For those unfamiliar with Wolf’s personality, he was born in 1860 and was recognized as a child prodigy at the age of four. He attended the Vienna Conservatory, where Gustav Mahler was one of his fellow students. As a mature individual, he was known as “Wild Wolf” for the intensity of not only his music but also his personal expression. One consequence of his wildness, however, was syphilis, which had begun to consume his brain by the middle of 1899. He had himself committed to an asylum in Vienna, where he died in 1903. His mature work took place between 1888 and 1896.

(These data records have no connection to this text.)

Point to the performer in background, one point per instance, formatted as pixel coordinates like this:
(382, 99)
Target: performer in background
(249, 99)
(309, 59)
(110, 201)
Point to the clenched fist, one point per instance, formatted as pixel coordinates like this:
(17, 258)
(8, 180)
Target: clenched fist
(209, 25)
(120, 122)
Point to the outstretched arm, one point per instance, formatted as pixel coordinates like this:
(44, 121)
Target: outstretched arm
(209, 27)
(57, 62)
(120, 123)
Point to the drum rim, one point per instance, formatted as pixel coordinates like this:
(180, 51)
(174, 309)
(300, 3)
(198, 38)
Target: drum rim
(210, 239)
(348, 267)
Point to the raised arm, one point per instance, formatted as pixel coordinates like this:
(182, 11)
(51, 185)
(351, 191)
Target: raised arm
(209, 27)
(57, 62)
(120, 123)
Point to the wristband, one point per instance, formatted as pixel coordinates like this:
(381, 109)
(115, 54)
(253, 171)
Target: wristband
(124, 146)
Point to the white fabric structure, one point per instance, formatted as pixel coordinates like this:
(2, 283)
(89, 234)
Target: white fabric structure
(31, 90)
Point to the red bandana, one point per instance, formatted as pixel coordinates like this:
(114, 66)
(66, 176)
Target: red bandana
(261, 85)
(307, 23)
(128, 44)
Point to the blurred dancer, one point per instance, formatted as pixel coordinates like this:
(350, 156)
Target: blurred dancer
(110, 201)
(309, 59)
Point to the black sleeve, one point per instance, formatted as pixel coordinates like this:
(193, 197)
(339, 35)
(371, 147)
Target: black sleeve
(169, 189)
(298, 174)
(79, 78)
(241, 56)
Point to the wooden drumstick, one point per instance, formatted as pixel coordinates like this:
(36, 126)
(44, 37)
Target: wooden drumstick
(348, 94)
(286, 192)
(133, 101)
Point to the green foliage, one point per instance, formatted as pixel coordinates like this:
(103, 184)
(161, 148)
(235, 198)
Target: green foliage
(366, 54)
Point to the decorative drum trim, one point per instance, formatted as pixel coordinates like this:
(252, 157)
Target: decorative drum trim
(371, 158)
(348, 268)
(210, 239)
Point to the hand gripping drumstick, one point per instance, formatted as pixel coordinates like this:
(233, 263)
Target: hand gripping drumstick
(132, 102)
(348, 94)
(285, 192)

What is most interesting about the Stone project is that, like Wolf’s publications, it has collected the songs according to author. Thus, any single recording provides a valuable perspective on Wolf’s conception of a particular author through both the selection of the poems and the strategies for setting them. These are recordings from which one may learn as much about literature as about music. I suspect I am far from the only one who, after sampling the recordings that have already been released, now look forward with great enthusiasm to the releases to come.